Omudhome Ogbru, PharmD
Omudhome Ogbru, PharmD
Dr. Ogbru received his Doctorate in Pharmacy from the University of the Pacific School of Pharmacy in 1995. He completed a Pharmacy Practice Residency at the University of Arizona/University Medical Center in 1996. He was a Professor of Pharmacy Practice and a Regional Clerkship Coordinator for the University of the Pacific School of Pharmacy from 1996-99.
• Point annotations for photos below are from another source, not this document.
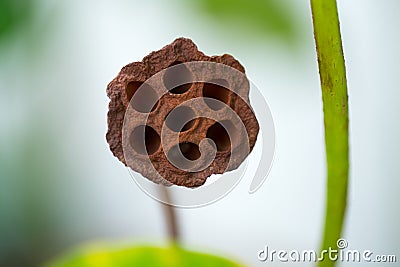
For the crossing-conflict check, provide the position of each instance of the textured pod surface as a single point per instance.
(140, 111)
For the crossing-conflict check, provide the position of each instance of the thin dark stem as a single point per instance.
(170, 216)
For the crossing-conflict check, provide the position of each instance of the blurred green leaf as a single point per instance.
(14, 14)
(100, 256)
(262, 17)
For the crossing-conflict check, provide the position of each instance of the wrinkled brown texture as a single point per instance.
(180, 51)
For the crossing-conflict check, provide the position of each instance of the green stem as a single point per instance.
(335, 105)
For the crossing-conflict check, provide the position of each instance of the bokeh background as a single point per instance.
(60, 186)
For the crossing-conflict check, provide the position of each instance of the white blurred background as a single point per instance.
(61, 186)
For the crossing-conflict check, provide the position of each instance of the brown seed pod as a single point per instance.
(139, 110)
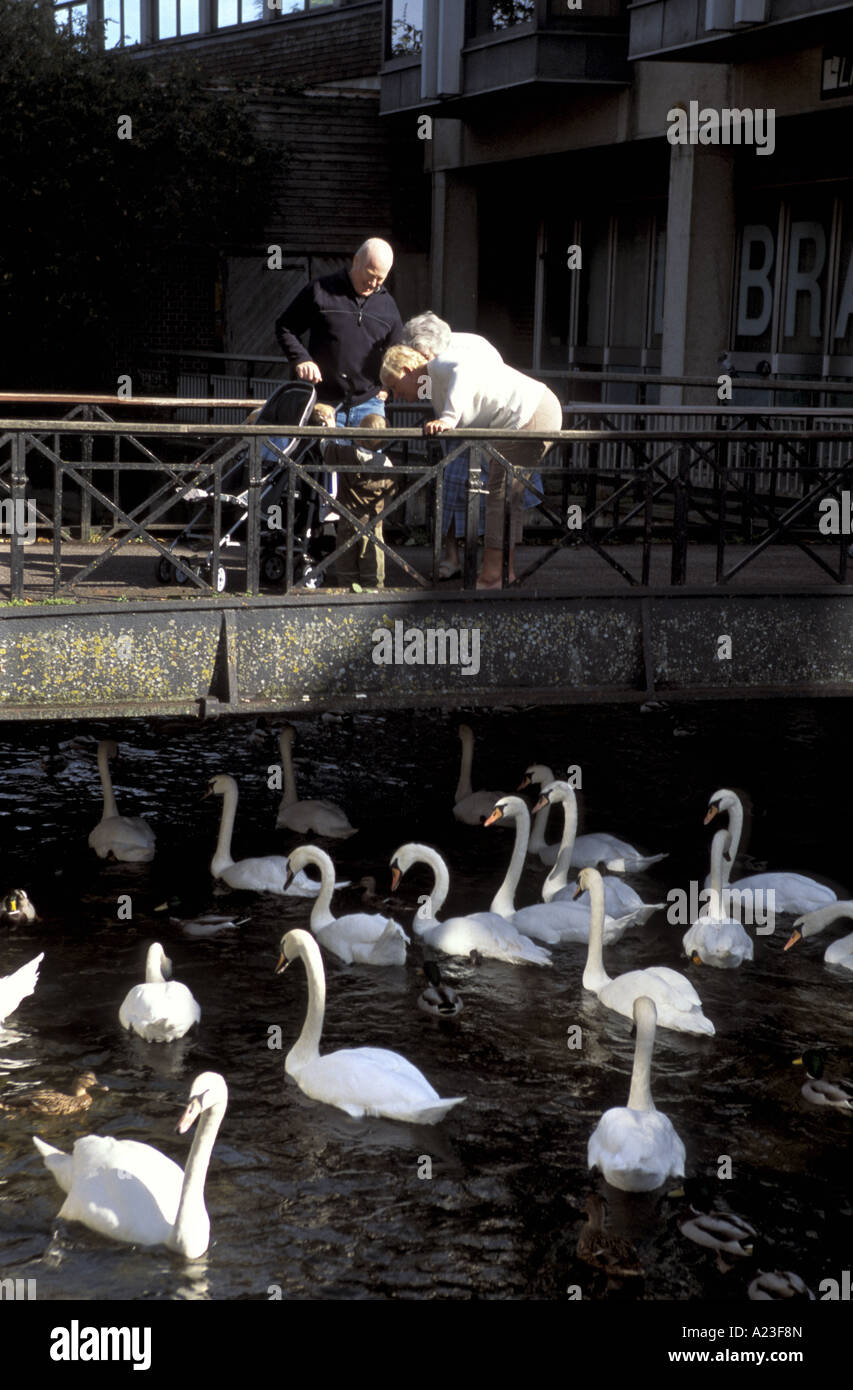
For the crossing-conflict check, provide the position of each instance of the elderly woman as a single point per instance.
(470, 385)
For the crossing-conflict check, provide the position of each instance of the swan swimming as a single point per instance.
(591, 851)
(486, 933)
(792, 891)
(127, 838)
(636, 1147)
(316, 818)
(675, 1000)
(364, 1080)
(161, 1009)
(266, 875)
(359, 937)
(131, 1191)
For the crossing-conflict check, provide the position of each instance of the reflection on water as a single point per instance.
(317, 1205)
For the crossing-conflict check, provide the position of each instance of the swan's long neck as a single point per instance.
(103, 766)
(735, 829)
(716, 886)
(463, 787)
(284, 744)
(639, 1097)
(559, 876)
(221, 858)
(503, 902)
(321, 911)
(441, 879)
(192, 1223)
(307, 1044)
(595, 975)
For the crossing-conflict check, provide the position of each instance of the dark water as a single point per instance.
(324, 1207)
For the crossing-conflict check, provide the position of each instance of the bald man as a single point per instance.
(350, 320)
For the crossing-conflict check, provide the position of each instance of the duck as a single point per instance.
(675, 1000)
(17, 986)
(478, 934)
(835, 1094)
(714, 938)
(127, 838)
(359, 937)
(316, 818)
(471, 806)
(270, 873)
(438, 998)
(599, 1248)
(56, 1102)
(778, 1283)
(549, 922)
(620, 898)
(792, 891)
(17, 908)
(838, 952)
(134, 1193)
(364, 1080)
(635, 1147)
(161, 1009)
(617, 855)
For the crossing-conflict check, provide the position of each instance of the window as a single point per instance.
(406, 28)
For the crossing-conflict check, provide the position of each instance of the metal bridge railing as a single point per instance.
(663, 477)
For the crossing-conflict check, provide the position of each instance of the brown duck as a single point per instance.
(56, 1102)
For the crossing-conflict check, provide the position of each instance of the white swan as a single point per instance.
(838, 952)
(471, 806)
(161, 1009)
(792, 891)
(316, 818)
(364, 1080)
(549, 922)
(614, 854)
(266, 875)
(716, 938)
(620, 898)
(486, 933)
(128, 838)
(131, 1191)
(636, 1147)
(675, 1000)
(359, 937)
(15, 987)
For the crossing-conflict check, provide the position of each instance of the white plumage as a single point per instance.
(161, 1009)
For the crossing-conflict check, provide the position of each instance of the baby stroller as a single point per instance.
(291, 405)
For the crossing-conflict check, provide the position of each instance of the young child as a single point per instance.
(366, 495)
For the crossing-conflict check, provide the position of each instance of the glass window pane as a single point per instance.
(189, 15)
(406, 27)
(168, 20)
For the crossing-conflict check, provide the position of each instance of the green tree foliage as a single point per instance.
(88, 217)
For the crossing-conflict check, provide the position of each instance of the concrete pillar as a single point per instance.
(454, 249)
(698, 288)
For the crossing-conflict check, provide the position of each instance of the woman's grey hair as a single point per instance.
(428, 334)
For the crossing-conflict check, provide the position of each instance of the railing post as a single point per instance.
(253, 538)
(18, 499)
(86, 471)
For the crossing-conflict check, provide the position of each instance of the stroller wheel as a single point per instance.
(272, 567)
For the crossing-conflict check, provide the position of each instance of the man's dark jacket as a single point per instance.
(346, 334)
Medical and Pharmacy Editor:
GENERIC NAME: nateglinide
BRAND NAME: Starlix
DRUG CLASS AND MECHANISM: Nateglinide is an oral drug used to lower blood sugar (glucose) levels in type 2 diabetes. It is in a class of drugs called meglitinides which also includes repaglinide (Prandin). Approximately 90% of patients with diabetes have type 2 diabetes. Type 2 diabetes usually occurs in adults and is associated with obesity and a strong family history of diabetes. Insulin is an important hormone that controls the blood level of glucose. Type 2 diabetics have an inability to control blood glucose levels. This is caused by reduced secretion of insulin from the pancreas after meals and resistance of the body's cells to the effect of insulin which is to stimulate the cells to remove glucose from the blood. This leads to high levels of blood glucose. Nateglinide stimulates cells in the pancreas to produce insulin in a manner similar to the class of drugs called sulfonylureas, for example, glyburide (Diabeta, Glynase and Micronase), which also are used in type 2 diabetes. However, nateglinide appears to have a faster onset and a shorter duration of action than sulfonylureas. The benefit of this faster, shorter effect may be to prevent the rapid, transient rise in blood glucose that occurs in diabetics immediately following a meal. Nateglinide was approved by the FDA in December 2000.